Saturday, March 28, 2009

Intel 6


Chip giant Intel Corp. unveiled a 10-kilowatt solar installation near its New Mexico manufacturing plant this weekend, launching its latest foray into clean energy for power-hungry data centers. While energy generated by the array’s 64 Sharp solar panels will feed into the local electricity grid and tractor-trailer-sized test racks of computers — rather than directly powering the roughly 5,000 servers at Intel’s facility — the company said it hopes solar can eventually boost the data center’s power supply during times of peak demand.

The containers could also lead to solar-powered servers on a larger scale. As Data Center Knowledge explains, solar has made few inroads with data centers because “the large amounts of energy required to power the servers and cooling equipment in modern mission-critical facilities” would demand massive, expensive PV installations. Containers present the option of lower-cost modular systems.

Intel’s new $200,000 project, installed above a parking lot, comes as just the latest trial in the company’s ongoing search for ways to conserve energy and secure more stable sources of power.

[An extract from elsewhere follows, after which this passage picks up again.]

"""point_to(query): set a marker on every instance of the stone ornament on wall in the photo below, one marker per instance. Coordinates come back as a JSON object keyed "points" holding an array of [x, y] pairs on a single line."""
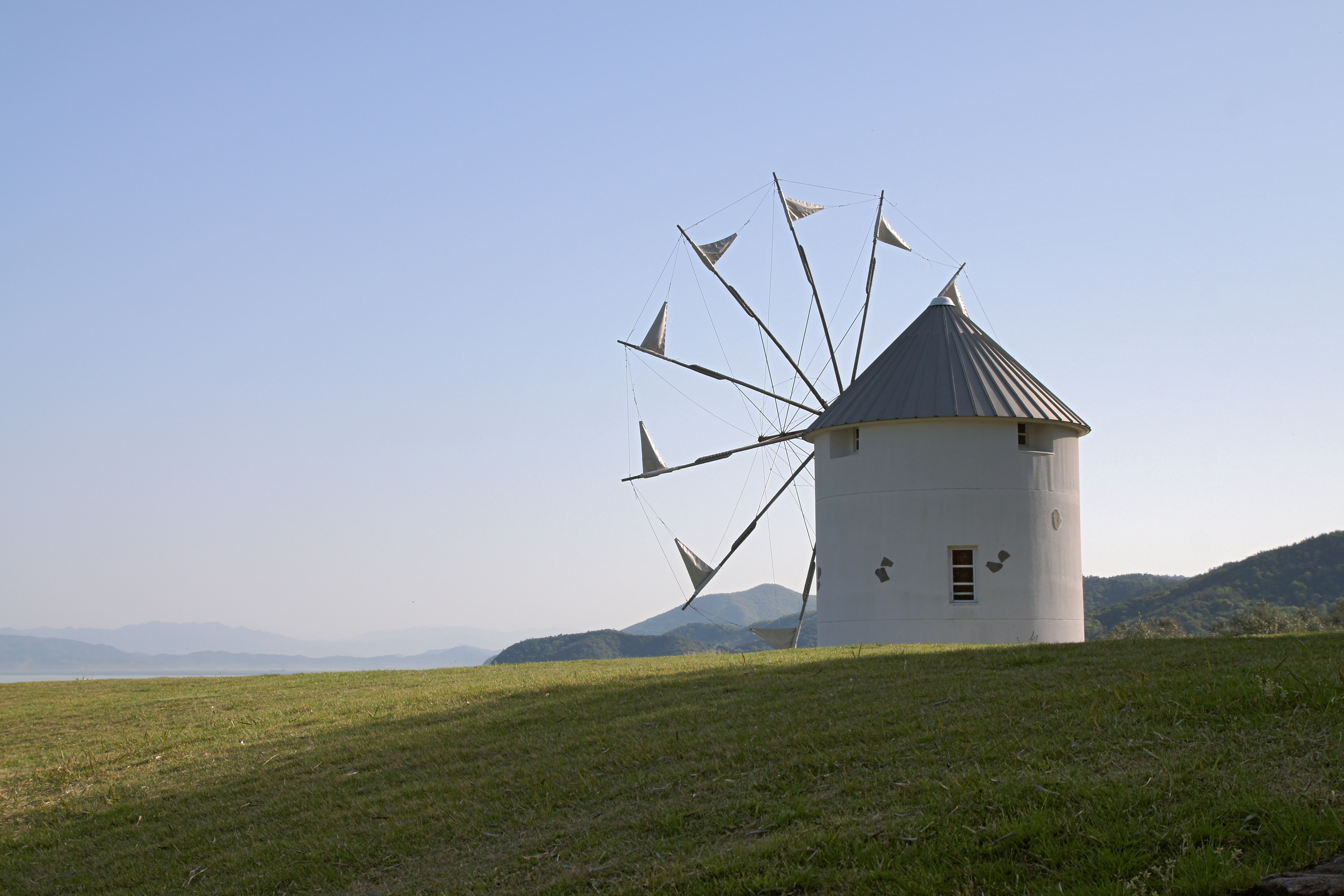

Intel has placed its chips, so to speak, on going off-grid — and off oil. It installed an $800,000, 100-kilowatt photovoltaic system at its Hillsboro, Ore., campus last month, and the chipmaker’s investment arm, Intel Capital, has taken a shine to cleantech startups with aggressive timelines.

In a time when researchers expect more than 70 percent of U.S. enterprise data centers to face “tangible disruptions related to energy consumption,” rising costs, and growing area needs in less than two years, Intel is hardly the only tech company wrestling with this. Google has been looking at solar thermal, wind, geothermal and even wave power. For both companies, the clock is ticking.